Пальцем, на котором алел порез от серпа или ножа, она смахнула слезу со щеки и ответила:
– Тяжко.
– Это меня ожидая, ты гнула спину на посмешище людям? – спросил он еще.
– А то кого же?
– Побожись!
Петруся сложила пальцы для креста и подняла глаза к сверкающей лазури.
– Видит бог и пресвятая богородица, что я души в тебе не чаяла и ждала тебя, как ту птицу, что едва она прилетит, так и солнышко засветит и весна настанет...
Тут Ковальчук схватил ее в объятия и увлек в березовую рощу.

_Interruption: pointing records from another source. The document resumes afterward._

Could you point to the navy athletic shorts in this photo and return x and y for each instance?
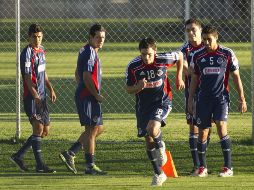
(190, 118)
(157, 113)
(89, 111)
(215, 109)
(34, 112)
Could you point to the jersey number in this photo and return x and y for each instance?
(150, 74)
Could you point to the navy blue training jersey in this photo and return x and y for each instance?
(213, 69)
(33, 62)
(158, 89)
(89, 61)
(188, 50)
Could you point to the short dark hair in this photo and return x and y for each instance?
(145, 43)
(96, 27)
(209, 29)
(193, 21)
(34, 28)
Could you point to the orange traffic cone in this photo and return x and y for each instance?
(169, 167)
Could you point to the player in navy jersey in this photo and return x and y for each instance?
(35, 81)
(193, 30)
(212, 66)
(146, 77)
(88, 100)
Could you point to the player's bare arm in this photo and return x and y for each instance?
(193, 87)
(50, 88)
(90, 86)
(179, 81)
(239, 88)
(185, 68)
(137, 87)
(32, 88)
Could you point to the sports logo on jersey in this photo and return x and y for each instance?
(221, 60)
(41, 68)
(154, 84)
(159, 72)
(198, 121)
(28, 64)
(90, 62)
(95, 119)
(142, 73)
(203, 60)
(211, 70)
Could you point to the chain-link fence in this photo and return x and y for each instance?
(66, 25)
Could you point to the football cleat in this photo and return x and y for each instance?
(69, 161)
(162, 154)
(194, 172)
(202, 172)
(44, 169)
(18, 162)
(226, 172)
(158, 180)
(94, 170)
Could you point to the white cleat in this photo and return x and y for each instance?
(194, 172)
(158, 180)
(202, 172)
(226, 172)
(162, 154)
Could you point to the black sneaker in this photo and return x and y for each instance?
(69, 161)
(44, 169)
(18, 162)
(94, 170)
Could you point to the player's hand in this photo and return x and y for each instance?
(52, 96)
(190, 105)
(180, 85)
(99, 98)
(242, 106)
(141, 84)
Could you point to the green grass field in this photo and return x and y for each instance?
(122, 154)
(61, 63)
(119, 151)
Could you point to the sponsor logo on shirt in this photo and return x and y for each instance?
(90, 62)
(203, 60)
(142, 73)
(28, 64)
(41, 68)
(211, 70)
(159, 72)
(154, 84)
(221, 60)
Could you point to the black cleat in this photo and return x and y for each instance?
(44, 169)
(19, 162)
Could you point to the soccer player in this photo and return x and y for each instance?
(88, 101)
(212, 66)
(35, 81)
(193, 30)
(146, 77)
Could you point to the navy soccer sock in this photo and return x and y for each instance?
(226, 149)
(208, 140)
(193, 140)
(157, 140)
(89, 159)
(75, 148)
(152, 155)
(202, 152)
(20, 154)
(36, 145)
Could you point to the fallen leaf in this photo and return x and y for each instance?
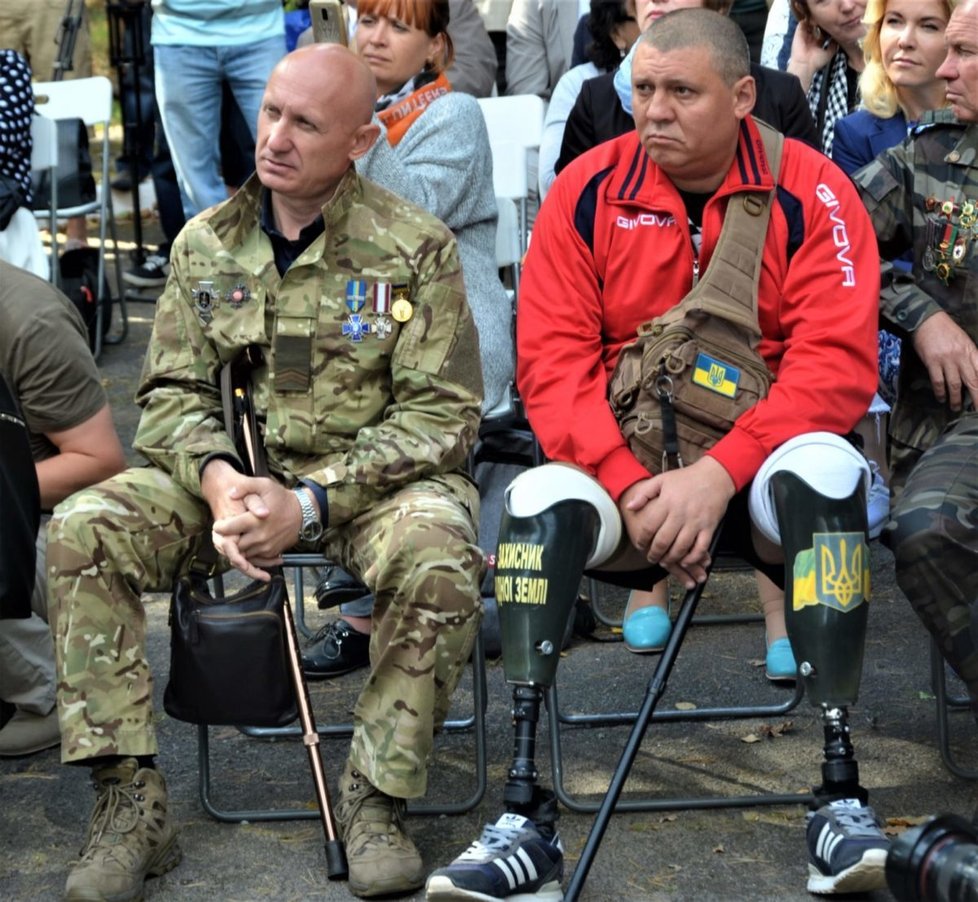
(894, 826)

– Вот ты и дождалась, а я, как бог свят, возьму тебя в жены и хозяйкой введу к себе в хату. Я и правда стал тебя позабывать, но как увидел твой тяжкий труд и кровавый пот, так сердце у меня будто клещами сжало, а как взглянула ты на меня своими очами, что-то во мне разлилось, словно мед...
Среди зеленых берез, где щебетали птицы и пролетал ветерок, он крепко прижимал ее к груди, и рукой, словно созданной для наковальни и молота, утирал ей слезы и пот, а губы, из которых вырывались рыдания и смех, покрывал горячими поцелуями.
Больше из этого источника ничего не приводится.